I love doing Springers because of the cut. They are generally pretty good dogs too. 

Love the terrier group, although I wish I had more clientele that would allow me to actually STRIP their dogs instead of having to shave...however, that would mean an actual commitment on their part to bring the dog in often enough, and most just want a good 'wear and tear' style, rather than the actual stripping part. 

I also have an affinity toward hand scissoring Pomeranians...and actually, "most" of the Poms I've ever done, I can do without the grooming loop, they are that good on the table. 

As far as breeds I don't like doing...um...it's not so much a breed, as much as certain dogs themselves; the ones that don't like to stand, or circle endlessly, or are too excitable on the table, in the tub etc; and that can occur with ANY dog. 

To be honest, I enjoy grooming pretty much anything; unless it is really nasty, or has the issues I listed above...those can "ruin" any day of grooming, because you have to spend so much more time on them, causing you to get behind, and have to tell owners why you're late; most are understanding, but there are those...


----------



## AgilityAddict (Nov 29, 2008)

I really enjoy doing westies and cairns. Love doing their heads!


----------



## Love's_Sophie (Sep 23, 2007)

AgilityAddict said:


> I really enjoy doing westies and cairns. Love doing their heads!


So do you use gel or hairspray on them??? 

I do and my clients have LOVED it!!!


----------



## Corrinne (Apr 16, 2007)

I've known one of my clients since I started around 15 years ago as a bather/brusher. She has followed me to where I am employed now, she likes the way I was taught to groom her Standard Poodles. I don't know why, I've always liked grooming Standards in just a basic kennel trim. Guess I've also been lucky with some well behaved Standard Poodles! Just wish I had more time to invest into each individual grooming.


----------



## badzy (Jan 22, 2009)

love poodles and shitzu..they look like cuddly bears


----------



## Hiaja (Aug 15, 2008)

Corrinne said:


> I've known one of my clients since I started around 15 years ago as a bather/brusher. She has followed me to where I am employed now, she likes the way I was taught to groom her Standard Poodles. I don't know why, I've always liked grooming Standards in just a basic kennel trim. Guess I've also been lucky with some well behaved Standard Poodles! Just wish I had more time to invest into each individual grooming.
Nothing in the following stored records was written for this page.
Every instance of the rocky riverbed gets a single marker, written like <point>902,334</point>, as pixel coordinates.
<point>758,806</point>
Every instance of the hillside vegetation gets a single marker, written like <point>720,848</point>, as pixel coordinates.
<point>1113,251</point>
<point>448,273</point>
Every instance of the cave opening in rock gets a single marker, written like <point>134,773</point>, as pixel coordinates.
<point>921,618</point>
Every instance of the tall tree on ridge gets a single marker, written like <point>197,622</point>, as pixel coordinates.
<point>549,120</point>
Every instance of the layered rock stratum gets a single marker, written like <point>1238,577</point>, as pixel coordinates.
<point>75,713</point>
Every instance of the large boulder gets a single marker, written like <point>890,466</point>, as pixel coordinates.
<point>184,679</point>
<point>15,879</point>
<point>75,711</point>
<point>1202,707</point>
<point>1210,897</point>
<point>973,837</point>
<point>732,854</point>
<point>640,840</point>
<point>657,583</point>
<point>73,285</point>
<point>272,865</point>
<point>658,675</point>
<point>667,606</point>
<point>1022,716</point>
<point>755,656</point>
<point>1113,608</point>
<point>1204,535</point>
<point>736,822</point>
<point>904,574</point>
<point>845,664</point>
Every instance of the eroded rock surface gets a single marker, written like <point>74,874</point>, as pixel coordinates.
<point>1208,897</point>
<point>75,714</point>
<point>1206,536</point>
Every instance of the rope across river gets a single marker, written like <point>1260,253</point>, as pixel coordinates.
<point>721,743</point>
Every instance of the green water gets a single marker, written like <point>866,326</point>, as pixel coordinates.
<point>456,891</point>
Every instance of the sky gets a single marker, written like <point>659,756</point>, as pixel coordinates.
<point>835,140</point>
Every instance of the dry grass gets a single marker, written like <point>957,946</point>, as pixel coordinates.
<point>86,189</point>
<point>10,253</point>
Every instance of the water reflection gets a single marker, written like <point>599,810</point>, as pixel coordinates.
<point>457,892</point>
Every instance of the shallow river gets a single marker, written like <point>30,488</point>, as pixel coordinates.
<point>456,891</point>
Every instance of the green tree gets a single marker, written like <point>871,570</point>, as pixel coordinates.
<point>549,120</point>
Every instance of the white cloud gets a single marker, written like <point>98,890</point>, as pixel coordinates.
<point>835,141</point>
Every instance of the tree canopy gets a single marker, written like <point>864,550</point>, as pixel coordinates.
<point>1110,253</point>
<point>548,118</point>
I think i saw a pic of the poodle you did in another thread, is it a farm dog you take to competition? i like the look of the kennel cut simply because it looks natural 

This was really fun to read through and see all the different points of view. I was surprised by how many like to do terriers, I was sure there were going to be more poodle clipping fans 

I was a bather/dryer/groomer in training and the highest I got was to a 7all over Cocker, I decided to go to school, grooming didn't see quite where wanted to be for my career although I have to say one of my favorite dogs were Yorkies, Shitzus that wanted top knots, they were so fun to put in and looked so cute on the dogs.


----------



## Graco22 (Jul 16, 2007)

Hiaja said:


> I think i saw a pic of the poodle you did in another thread, is it a farm dog you take to competition? i like the look of the kennel cut simply because it looks natural



I think it's me your are thinking of. I have a standard that is a farm dog, that I take to competitions. He isn't in what I call a "kennel" cut though. He is in a modern or lamb trim. To me, a kennel cut is short, one blade length all over, with small topknot and tail pom. But everyone has different names for non-show trims in poodles.  

I haven't answered this yet, so I will add mine to the list. I actually HATE grooming poodles...and I own a standard! LOL I love, love, love the look of a freshly, well groomed poodle, and LOVE standards..but grooming them in anything other than a short all over clip is ALOT of scissoring, lots of angles and WORK! LOL I really like to groom mixed breeds that are unique looking, in a different style than a "same length all over, teddy head". I like poodles in bedlington cuts, poodles in Kerry blue cuts, mixes in schnauzer trims, kerry trims, porti trims, etc. Those are my fav's. Its not so much the breed, but just doing something different and fun that I like.  And cockers are my least favorite to groom...they are SO thick, usually oil/skin problems, and they have a certain affinity to poo-ing and pee-ing on me..LOL


----------



## Corrinne (Apr 16, 2007)

Hiaja said:


> I think i saw a pic of the poodle you did in another thread, is it a farm dog you take to competition? i like the look of the kennel cut simply because it looks natural
> 
> This was really fun to read through and see all the different points of view. I was surprised by how many like to do terriers, I was sure there were going to be more poodle clipping fans
> 
> I was a bather/dryer/groomer in training and the highest I got was to a 7all over Cocker, I decided to go to school, grooming didn't see quite where wanted to be for my career although I have to say one of my favorite dogs were Yorkies, Shitzus that wanted top knots, they were so fun to put in and looked so cute on the dogs.


 No, this wasn;t me as I've no photos yet of my grooming...I'm just a small time groomer in Dartmouth, Massachusetts


----------